Олив мчалась вверх по холму в пейзаже Линден-стрит, взбивая клубы тумана (которые тут же укладывались на место). Когда Олив пробежала мимо, старушка в кресле-качалке перестала раскачиваться. Когда девочка помахала ей, женщина не ответила. Олив чувствовала, как из-за темных оконных стекол за ней следила не одна пара глаз – тех самых, что следили вчера, когда она вела свои искалеченные творения на лужайку Мортона.
С горящими щеками, опустив голову, Олив поспешила дальше.
Ни во дворе, ни на крыльце Мортона не было. Олив со всех сторон оглядела улицу у большого серого дома, но маленького мальчика в длинной белой ночной рубашке и след простыл. Она проверила ветки дуба. Мортона не было. Посмотрела за кустами – Мортона не было.
Дверь серого особняка была закрыта. Олив постучала, но никто не ответил, а когда она попыталась повернуть ручку, выяснилось, что та не поддается. Дверь не могла быть заперта, знала Олив, потому что в Иных местах ничего не менялось без того, чтобы вскоре не возвратиться в прежний вид. Не поддаваться ручка могла только в одном случае – если кто-то держал ее изнутри.
– Мортон? – тихо позвала Олив, прижав губы к двери. – Мортон, я знаю, ты меня слышишь. Я тебе кое-что принесла.
И, сказав это, Олив тут же осознала, что хуже слов и придумать было нельзя. Уж чему Мортон еще долгое время не будет рад, так это сюрпризам от Олив.

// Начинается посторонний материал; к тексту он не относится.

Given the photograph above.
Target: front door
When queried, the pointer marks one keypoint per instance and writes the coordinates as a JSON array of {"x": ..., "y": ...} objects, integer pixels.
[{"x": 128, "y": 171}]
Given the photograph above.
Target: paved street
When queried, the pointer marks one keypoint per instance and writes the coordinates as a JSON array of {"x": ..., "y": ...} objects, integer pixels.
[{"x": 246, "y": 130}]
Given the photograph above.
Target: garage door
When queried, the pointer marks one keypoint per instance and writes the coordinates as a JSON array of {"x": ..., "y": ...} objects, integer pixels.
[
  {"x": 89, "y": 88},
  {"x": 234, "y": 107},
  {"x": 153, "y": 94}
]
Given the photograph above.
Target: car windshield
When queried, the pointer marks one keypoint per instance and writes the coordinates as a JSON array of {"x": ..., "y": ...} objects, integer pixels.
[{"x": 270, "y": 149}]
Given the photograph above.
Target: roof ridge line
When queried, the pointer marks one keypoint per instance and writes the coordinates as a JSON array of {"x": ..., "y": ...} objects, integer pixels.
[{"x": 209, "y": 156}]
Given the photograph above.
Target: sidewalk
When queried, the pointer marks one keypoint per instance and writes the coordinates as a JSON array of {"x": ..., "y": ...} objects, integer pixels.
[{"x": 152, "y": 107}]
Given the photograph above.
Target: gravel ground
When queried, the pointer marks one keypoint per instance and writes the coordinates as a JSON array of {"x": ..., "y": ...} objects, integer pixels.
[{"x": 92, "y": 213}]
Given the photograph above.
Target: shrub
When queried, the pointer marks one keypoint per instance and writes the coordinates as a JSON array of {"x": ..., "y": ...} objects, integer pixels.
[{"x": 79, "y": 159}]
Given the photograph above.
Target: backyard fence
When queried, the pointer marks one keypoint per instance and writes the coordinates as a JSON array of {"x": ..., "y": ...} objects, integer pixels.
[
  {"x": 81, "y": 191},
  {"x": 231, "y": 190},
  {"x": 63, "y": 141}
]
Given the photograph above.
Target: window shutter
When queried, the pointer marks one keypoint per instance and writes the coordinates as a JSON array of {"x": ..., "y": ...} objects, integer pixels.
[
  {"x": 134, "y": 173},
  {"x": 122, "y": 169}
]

Дверь не открылась. Дом Мортона, казалось, объявил ей бойкот.
Олив вынула черно-белую фотографию семьи Нивенс из кармана и, нагнувшись, осторожно просунула ее в узкую щель под дверью.
Олив долго стояла на крыльце в тишине, глядя на дверь. Затем та медленно и со скрипом отворилась, и высунулась маленькая белая фигурка Мортона.
– Я думал, ты хочешь меня удивить еще одними родителями, – сказал он.
Олив показала на пустое крыльцо.
– Не-а. Никаких родителей. Я закончила экспериментировать с красками Олдоса.
Мортон повис на дверной ручке, медленно раскачиваясь туда-сюда. Его всклокоченные белые волосы тоже раскачивались, они были похожи на одуванчик, который никак не сдуть.
– Эти коты знают, что ты натворила?
– Что значит «эти коты»? – переспросила Олив. – Ты же знаешь, как их зовут.
Мортон пожал плечами и продолжил раскачиваться.
– Нет, – призналась Олив. – Ну… Горацио знает. Он был вне себя. И забрал краски и бумаги.
Мортон прищурился.
– Мистер Фитцрой говорит, – начал он, раскачиваясь еще быстрее, – он говорит… что, может статься, в глубине души они пекутся не о нашем благе. – Мортон проговорил это быстро и монотонно, как выученное наизусть.
– Мистер Фитцрой их совсем не знает, – возразила Олив и встала руки в боки. – Я же сказала твоим соседям, что котам они могут доверять.
Мортон прекратил качаться и уставился на босые ноги Олив.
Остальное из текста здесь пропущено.